Designing with the Sun is an ongoing research project exploring personal and embodied relations to solar energy.

This research is being conducted at the Amsterdam University of Applied Sciences at both the Fashion Research & Technology (FRT) and Civic Interaction Design (CIxD) research groups. Angella Mackey is the principal investigator working with researcher and artist, Monserrat Vallejo.

For a long time, Western societies have been entirely disconnected from their sources of energy. Electricity comes to us in seemingly magical ways, without us truly understanding the material and technological infrastructures that support energy, let alone the tangible consequences. This disconnection contributes to an ongoing assumption that we should have access to electricity at all times, without interruption, which is simply not sustainable.

With solar energy, we have the opportunity to gain a new understanding of energy. Because we can see and feel it, it offers us the ability to tune our energy use towards its availability or lack there-of. Therefore, this project investigates what this new relation can mean for solar design.

DESIGN EXPLORATIONS

As design researchers we have been investigating what it means to gain a more direct and visceral relationship to the sun with regards to energy use. I began this investigation by powering my smartphone with a portable solar panel for 12 months (still ongoing), forcing myself to become dependent on the flows of the sun. Together with Monserrat, this led to further experiments involving house plants, and constructing "solar ears" (based on the solar sound module by Ralf Schreiber) to hear the variances in solar energy throughout the days and months.

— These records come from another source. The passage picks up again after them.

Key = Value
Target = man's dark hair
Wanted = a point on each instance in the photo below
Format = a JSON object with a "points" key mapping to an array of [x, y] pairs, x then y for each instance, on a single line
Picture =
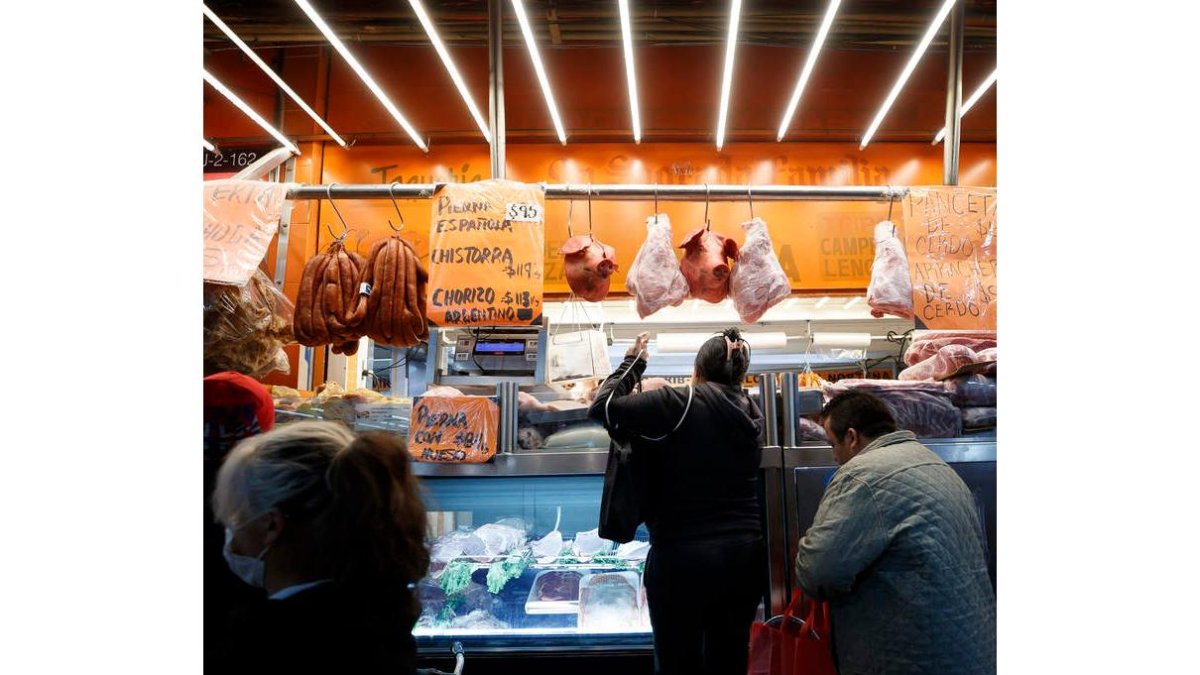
{"points": [[864, 412], [712, 363]]}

What we have discovered so far is that relating to solar energy in more embodied ways can lead to a more informed and a more balanced relationship with the energy we use. That is, when we insert ourselves directly into the system of collecting energy and using it, it can lead to deeper understandings of our energy systems and lead us to act more “reasonably” within that system.

We have since shared these experiences with the solar design community through workshops and presentations (e.g. the Solar Biennale 2022, the Warming Up festival 2022) with many enthusiastic responses to our approach. We will continue to build on these explorations and learn what they can mean for solar design.